Mr. Kim was named “supreme leader” by the Korean Workers’ Party in April.

The other (s)elections among the six-party members this year: in Russia, in May, with the return of President Vladimir Putin; in the United States, in November, with Barack Obama’s re-election; in China, also in November, with the selection of Xi Jinping as the head of the Communist Party; and in Japan earlier this week, with the conservative Shinzo Abe expected to be sworn in as prime minister on Dec. 26.

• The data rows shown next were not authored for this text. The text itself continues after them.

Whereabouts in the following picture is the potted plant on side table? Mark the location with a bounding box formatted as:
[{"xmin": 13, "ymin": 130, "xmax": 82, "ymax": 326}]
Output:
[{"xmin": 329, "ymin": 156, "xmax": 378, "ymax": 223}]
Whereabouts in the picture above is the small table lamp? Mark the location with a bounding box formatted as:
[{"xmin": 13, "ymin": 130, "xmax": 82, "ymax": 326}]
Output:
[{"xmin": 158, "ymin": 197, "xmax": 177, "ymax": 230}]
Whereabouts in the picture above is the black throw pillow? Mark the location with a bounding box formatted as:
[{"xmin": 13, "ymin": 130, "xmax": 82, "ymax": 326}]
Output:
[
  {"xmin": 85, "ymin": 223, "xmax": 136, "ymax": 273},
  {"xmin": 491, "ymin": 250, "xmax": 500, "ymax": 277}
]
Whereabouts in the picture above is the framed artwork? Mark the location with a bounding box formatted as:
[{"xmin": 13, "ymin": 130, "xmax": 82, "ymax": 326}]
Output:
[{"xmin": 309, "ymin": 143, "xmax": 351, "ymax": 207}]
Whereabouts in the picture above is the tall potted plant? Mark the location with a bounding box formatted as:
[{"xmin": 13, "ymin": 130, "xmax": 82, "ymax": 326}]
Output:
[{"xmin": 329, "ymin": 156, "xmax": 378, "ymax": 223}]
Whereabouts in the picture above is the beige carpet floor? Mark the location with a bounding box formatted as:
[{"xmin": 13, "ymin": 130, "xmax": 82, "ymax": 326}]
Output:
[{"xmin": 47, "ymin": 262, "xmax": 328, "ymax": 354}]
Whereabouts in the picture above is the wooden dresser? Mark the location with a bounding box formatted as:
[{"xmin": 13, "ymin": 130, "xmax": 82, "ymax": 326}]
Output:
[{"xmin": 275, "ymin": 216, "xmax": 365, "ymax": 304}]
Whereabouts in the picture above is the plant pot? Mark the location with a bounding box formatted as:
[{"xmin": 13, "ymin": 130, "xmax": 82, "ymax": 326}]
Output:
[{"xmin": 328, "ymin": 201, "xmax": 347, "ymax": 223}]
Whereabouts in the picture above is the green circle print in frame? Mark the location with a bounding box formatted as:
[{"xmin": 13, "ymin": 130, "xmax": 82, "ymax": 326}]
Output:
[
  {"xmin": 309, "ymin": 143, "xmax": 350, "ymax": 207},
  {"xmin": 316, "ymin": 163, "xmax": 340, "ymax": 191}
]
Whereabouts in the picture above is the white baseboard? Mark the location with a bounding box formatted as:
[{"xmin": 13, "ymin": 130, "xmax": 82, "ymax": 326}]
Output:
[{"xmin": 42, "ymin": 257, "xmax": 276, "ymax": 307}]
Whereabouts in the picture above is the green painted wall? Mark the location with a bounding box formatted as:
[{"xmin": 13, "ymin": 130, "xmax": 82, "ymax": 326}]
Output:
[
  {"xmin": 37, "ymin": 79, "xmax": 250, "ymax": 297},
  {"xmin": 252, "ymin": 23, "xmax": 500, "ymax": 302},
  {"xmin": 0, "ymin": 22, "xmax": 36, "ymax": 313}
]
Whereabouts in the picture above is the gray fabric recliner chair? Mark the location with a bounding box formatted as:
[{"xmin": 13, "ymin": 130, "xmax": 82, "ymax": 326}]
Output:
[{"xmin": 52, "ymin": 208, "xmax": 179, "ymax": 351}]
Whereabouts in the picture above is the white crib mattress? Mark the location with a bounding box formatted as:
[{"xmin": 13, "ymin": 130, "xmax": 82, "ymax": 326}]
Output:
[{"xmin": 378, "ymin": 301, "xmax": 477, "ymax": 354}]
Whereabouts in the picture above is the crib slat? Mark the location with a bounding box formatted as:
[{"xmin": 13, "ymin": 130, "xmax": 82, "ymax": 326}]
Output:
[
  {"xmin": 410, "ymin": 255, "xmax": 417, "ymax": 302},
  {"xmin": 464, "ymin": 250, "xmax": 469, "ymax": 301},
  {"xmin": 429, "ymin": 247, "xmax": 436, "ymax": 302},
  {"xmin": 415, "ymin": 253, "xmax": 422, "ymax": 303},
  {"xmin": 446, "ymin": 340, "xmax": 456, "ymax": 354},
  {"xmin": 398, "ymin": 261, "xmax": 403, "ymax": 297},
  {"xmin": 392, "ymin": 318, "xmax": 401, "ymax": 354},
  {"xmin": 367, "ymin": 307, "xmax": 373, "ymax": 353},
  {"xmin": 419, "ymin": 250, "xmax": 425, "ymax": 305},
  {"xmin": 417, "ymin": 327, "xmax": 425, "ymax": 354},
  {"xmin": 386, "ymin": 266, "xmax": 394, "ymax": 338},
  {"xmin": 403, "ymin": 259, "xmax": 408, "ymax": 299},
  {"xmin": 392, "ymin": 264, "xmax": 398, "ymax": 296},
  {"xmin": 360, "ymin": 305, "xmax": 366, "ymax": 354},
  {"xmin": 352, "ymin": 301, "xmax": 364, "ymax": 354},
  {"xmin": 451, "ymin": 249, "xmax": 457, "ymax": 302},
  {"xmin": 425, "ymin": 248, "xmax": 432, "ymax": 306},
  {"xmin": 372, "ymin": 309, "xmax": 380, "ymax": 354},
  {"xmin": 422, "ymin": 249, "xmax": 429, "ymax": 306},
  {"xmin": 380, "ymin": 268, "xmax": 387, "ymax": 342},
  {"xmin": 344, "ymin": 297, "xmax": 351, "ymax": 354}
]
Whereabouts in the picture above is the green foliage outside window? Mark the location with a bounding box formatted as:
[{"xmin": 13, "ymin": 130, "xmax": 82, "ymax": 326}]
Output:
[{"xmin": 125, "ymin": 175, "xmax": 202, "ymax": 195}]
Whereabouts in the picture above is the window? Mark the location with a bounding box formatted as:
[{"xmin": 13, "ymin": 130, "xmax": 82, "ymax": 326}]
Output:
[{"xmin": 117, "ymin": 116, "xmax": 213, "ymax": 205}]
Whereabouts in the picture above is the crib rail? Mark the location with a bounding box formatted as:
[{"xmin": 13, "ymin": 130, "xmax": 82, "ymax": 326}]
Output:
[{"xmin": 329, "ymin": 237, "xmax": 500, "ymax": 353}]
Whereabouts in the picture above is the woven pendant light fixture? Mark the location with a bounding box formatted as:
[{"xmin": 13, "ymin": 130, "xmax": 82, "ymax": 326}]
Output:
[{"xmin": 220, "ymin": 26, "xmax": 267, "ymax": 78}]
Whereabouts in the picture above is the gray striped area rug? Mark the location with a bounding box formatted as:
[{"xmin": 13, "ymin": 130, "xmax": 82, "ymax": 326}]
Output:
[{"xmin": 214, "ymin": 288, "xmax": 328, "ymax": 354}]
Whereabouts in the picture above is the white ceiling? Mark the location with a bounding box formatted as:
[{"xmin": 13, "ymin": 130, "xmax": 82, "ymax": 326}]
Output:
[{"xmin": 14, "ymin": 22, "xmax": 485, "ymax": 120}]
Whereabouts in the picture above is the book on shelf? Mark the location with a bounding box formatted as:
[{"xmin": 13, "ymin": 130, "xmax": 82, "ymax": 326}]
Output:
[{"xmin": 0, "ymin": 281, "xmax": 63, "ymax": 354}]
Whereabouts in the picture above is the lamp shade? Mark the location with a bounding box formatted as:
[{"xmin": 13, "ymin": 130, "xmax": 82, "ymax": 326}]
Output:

John Delury, a professor at Yonsei University’s Graduate School of International Studies in Seoul, noted in an article for CNN that Mr. Kim’s fledgling regime “has signaled an interest in improving inter-Korean relations” while de-emphasizing military spending to focus on economic development. An excerpt from his piece:

If the next government in Seoul makes a bold, strategic decision to re-engage the North, there is good reason to expect that inter-Korean dynamics can improve markedly, reviving everything from humanitarian aid and development assistance, to family reunions and cultural exchanges, to economic cooperation and political dialogue.

If Kim Jong-un is going to engineer a shift from “military-first” to “It’s the economy, stupid,” he is going to need Seoul’s encouragement — and he doesn’t have five years to wait. It is up to the stronger power to unclench its fist first, so that the leader of the weaker state can outstretch his hand.

Which of the two Koreas is the stronger? Consider this fact — South Korea’s annual defense spending is roughly the size of the entire North Korean economy.

But what about the nukes? If Seoul, Washington and Beijing coordinate resumed engagement with Pyongyang smartly, there should be a way to build gradual denuclearization into the process of improving political and economic relations. That, after all, is the only conceivable way North Korea will give up its nuclear deterrent.

Mr. Delury, known for his trenchant political insights as well as his wry sense of humor, added: “The joke in Seoul now is that if the Koreas ever reunify, at least the South will get a viable space program.”

If you were calling the diplomatic shots, what would you do — reach out to the North with unconditional food aid and supplies, put tough conditions on future assistance, shut off the North completely, or pursue some other strategy? Do you think the North will ever willingly surrender its nuclear capabilities? And if you were Kim Jong-un, facing a newly installed roster of six-party leaders and with a successful rocket launching now on your résumé, what would be your strategy?


This post has been revised to reflect the following correction:

Correction: December 20, 2012

A previous version of this post misstated the number of South Koreans killed in an artillery exchange with North Korea. Four South Koreans were killed -- two marines and two civilians.